The goal of this file is to have a place to easily commit answers to questions in a way that's easily searchable, and can make its way into official documentation later.
This is a supported operation. Today, the MCO does not have good support for "per node" configuration, and configuring things like static IP addresses and partition layouts by customizing the Ignition makes sense.
However, it's important to understand that these custom changes are "invisible" to the
MCO today - they won't show up in oc get machineconfig
. And hence it's not
as straightforward to make any "day 2" changes to them.
In the future, it's likely the MCO will gain better support for per-node configuration as well as tools to more easily manipulate Ignition, so there is less need to edit the Ignition JSON directly.
Today, the MCO only blocks on upgrades of control plane nodes. oc get clusterversion
effectively reports the version of the control plane.
To watch rollout of worker nodes, you should look at oc describe machineconfigpool/worker
(as well as other custom pools, if any).
There are two fundamental operators in OpenShift 4 that both include "machine" in their name:
The Machine Config Operator (this repository) manages code and configuration "inside" the OS (and targets specifcally RHCOS).
The Machine API Operator manages "machine" objects which represent underlying IaaS virtual (or physical) machines.
In other words, they operate on fundamentally different levels, but they do interact. For example, both currently will drain a node. The MCO will drain when it's making changes, and machine API will drain when a machine object is deleted and has an associated node.
Another linkage between the two is booting an instance; in IaaS scenarios the "user data" field (managed by machineAPI) will contain a "pointer Ignition config" that points to the Machine Config Server.

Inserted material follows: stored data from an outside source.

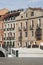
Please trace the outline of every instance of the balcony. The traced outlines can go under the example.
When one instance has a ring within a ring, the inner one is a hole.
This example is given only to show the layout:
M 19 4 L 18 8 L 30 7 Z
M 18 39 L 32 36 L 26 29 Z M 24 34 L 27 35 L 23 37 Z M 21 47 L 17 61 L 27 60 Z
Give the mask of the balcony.
M 30 25 L 30 30 L 33 30 L 33 27 Z
M 27 27 L 24 27 L 24 31 L 27 31 Z

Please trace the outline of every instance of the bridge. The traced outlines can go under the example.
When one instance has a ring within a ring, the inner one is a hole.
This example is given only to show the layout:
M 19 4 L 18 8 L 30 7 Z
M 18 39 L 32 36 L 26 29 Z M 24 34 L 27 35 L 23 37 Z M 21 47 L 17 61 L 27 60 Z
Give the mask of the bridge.
M 0 47 L 0 57 L 7 57 L 7 51 Z

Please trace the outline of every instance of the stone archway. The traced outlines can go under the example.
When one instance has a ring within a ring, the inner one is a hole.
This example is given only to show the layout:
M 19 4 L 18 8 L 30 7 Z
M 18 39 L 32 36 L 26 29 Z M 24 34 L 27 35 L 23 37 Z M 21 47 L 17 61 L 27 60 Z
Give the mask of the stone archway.
M 5 57 L 5 55 L 2 51 L 0 51 L 0 57 Z

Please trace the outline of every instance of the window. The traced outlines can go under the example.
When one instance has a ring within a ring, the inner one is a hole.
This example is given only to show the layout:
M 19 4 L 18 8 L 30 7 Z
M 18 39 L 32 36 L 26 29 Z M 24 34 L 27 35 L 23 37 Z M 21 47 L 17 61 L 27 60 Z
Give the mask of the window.
M 7 46 L 9 46 L 9 42 L 7 42 Z
M 25 32 L 25 37 L 27 37 L 27 32 Z
M 6 24 L 5 24 L 5 28 L 6 28 Z
M 9 17 L 8 17 L 8 20 L 9 20 Z
M 11 18 L 11 20 L 13 20 L 13 19 L 12 19 L 12 16 L 11 16 L 10 18 Z
M 38 26 L 41 27 L 41 19 L 38 19 Z
M 22 47 L 22 42 L 20 41 L 20 47 Z
M 7 21 L 7 18 L 5 19 L 5 21 Z
M 26 47 L 27 47 L 27 42 L 26 42 Z
M 19 28 L 20 28 L 20 29 L 22 28 L 22 22 L 19 23 Z
M 20 36 L 22 35 L 22 32 L 20 32 Z
M 21 16 L 21 18 L 23 18 L 23 16 Z
M 32 36 L 34 36 L 34 32 L 32 31 Z
M 5 34 L 5 37 L 6 37 L 6 33 L 4 33 Z
M 15 16 L 12 16 L 12 20 L 14 20 L 15 19 Z
M 9 36 L 12 37 L 12 32 L 9 32 Z
M 9 33 L 8 33 L 8 37 L 9 37 Z
M 11 24 L 11 28 L 12 28 L 12 24 Z
M 32 26 L 32 28 L 34 27 L 34 21 L 33 20 L 31 21 L 31 26 Z
M 12 42 L 10 41 L 10 46 L 12 46 Z
M 27 22 L 26 22 L 26 27 L 27 27 Z
M 15 28 L 15 23 L 14 23 L 14 28 Z
M 14 36 L 14 38 L 15 38 L 15 33 L 13 33 L 13 36 Z
M 8 28 L 9 28 L 9 24 L 8 24 Z
M 21 27 L 22 27 L 22 22 L 21 22 Z
M 26 29 L 27 30 L 27 22 L 25 22 L 25 24 L 24 24 L 25 26 L 24 26 L 24 29 Z
M 15 46 L 15 42 L 13 41 L 13 47 Z
M 34 12 L 31 12 L 31 16 L 34 16 Z
M 0 16 L 0 18 L 1 18 L 1 16 Z

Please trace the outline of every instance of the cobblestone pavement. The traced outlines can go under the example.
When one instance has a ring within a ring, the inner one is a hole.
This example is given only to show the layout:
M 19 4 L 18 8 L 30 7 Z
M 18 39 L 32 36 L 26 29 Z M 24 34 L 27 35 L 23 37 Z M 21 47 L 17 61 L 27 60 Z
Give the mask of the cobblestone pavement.
M 0 65 L 43 65 L 43 58 L 0 58 Z

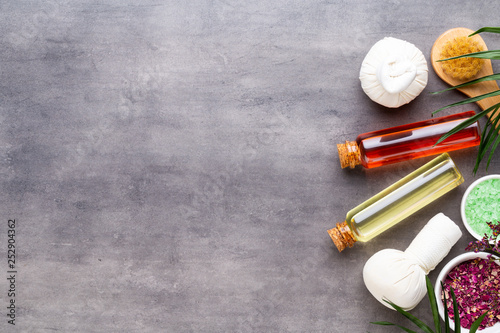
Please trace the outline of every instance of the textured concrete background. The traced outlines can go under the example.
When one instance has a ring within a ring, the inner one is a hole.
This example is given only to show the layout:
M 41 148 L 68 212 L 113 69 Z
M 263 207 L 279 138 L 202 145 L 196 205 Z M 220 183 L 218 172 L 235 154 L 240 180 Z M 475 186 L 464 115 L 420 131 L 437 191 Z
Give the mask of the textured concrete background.
M 429 159 L 340 169 L 336 144 L 430 118 L 463 96 L 430 69 L 411 104 L 373 103 L 369 48 L 429 60 L 447 29 L 498 23 L 490 1 L 1 1 L 0 262 L 16 220 L 16 332 L 392 332 L 366 290 L 375 252 L 459 215 L 466 181 L 339 254 L 326 230 Z M 483 38 L 500 48 L 500 37 Z M 429 64 L 430 66 L 430 64 Z M 476 105 L 443 112 L 449 114 Z M 500 153 L 490 173 L 500 170 Z M 445 260 L 446 261 L 446 260 Z M 430 274 L 434 281 L 444 262 Z M 427 322 L 427 301 L 413 313 Z M 410 324 L 408 324 L 410 325 Z M 394 331 L 397 331 L 396 329 Z

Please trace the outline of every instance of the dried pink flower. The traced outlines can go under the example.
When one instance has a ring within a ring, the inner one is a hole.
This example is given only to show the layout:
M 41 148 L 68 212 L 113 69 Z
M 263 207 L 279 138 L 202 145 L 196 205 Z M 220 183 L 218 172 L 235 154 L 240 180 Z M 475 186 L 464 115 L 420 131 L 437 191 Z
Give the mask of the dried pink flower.
M 485 251 L 490 253 L 490 256 L 488 257 L 490 261 L 498 260 L 498 257 L 500 257 L 500 238 L 498 237 L 498 235 L 500 235 L 500 221 L 497 221 L 496 224 L 491 222 L 486 223 L 492 231 L 491 236 L 484 234 L 481 240 L 470 242 L 465 250 L 474 251 L 476 253 L 479 251 Z M 494 256 L 496 256 L 496 258 Z
M 453 288 L 462 327 L 470 328 L 472 323 L 486 310 L 488 315 L 481 322 L 480 329 L 493 326 L 500 321 L 500 266 L 492 260 L 476 258 L 453 268 L 444 281 L 448 315 L 453 319 L 453 303 L 450 288 Z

However, these repositories have distinct teams. Also, machineAPI is a derivative of a Kubernetes upstream project "cluster API", whereas the MCO is not.
Usually, no. Today, the MCO does not try to claim "exclusive" ownership over everything on the host system; it's just not feasible to do.
If for example you write a daemonset that writes a custom systemd unit into e.g. /etc/systemd/system
, or do so manually via ssh
/oc debug node
- OS upgrades will preserve that change (via libostree), and the MCO will not revert it. The MCO/MCD only changes files included in MachineConfigs
, there is no code to look for "unknown" files.
Another case today is that the SDN operator will extract some binaries from its container image and drop them in /opt
(which is really /var/opt
).
Stated more generally, on an OSTree managed system, all content in /etc
and /var
is preserved by default across upgrades.
Further, rpm-ostree supports package layering and overrides - these will also be preserved by the MCO (currently). Although note that there is no current mechanism to trigger a MCO-coordinated drain/reboot, which is particularly relevant for rpm-ostree install/override
changes.
If a file that is managed by MachineConfig is changed, the MCD will detect this and go degraded. We go degraded rather than overwrite in order to avoid reboot loops.
In the future, we would like to harden things more so that these things are more controlled, and ideally avoid having any persistent "unmanaged" state. But it will take significant work to get there; and the status quo means that we can support other operators such as SDN (and e.g. nmstate) that may control parts of the host without the MCO's awareness.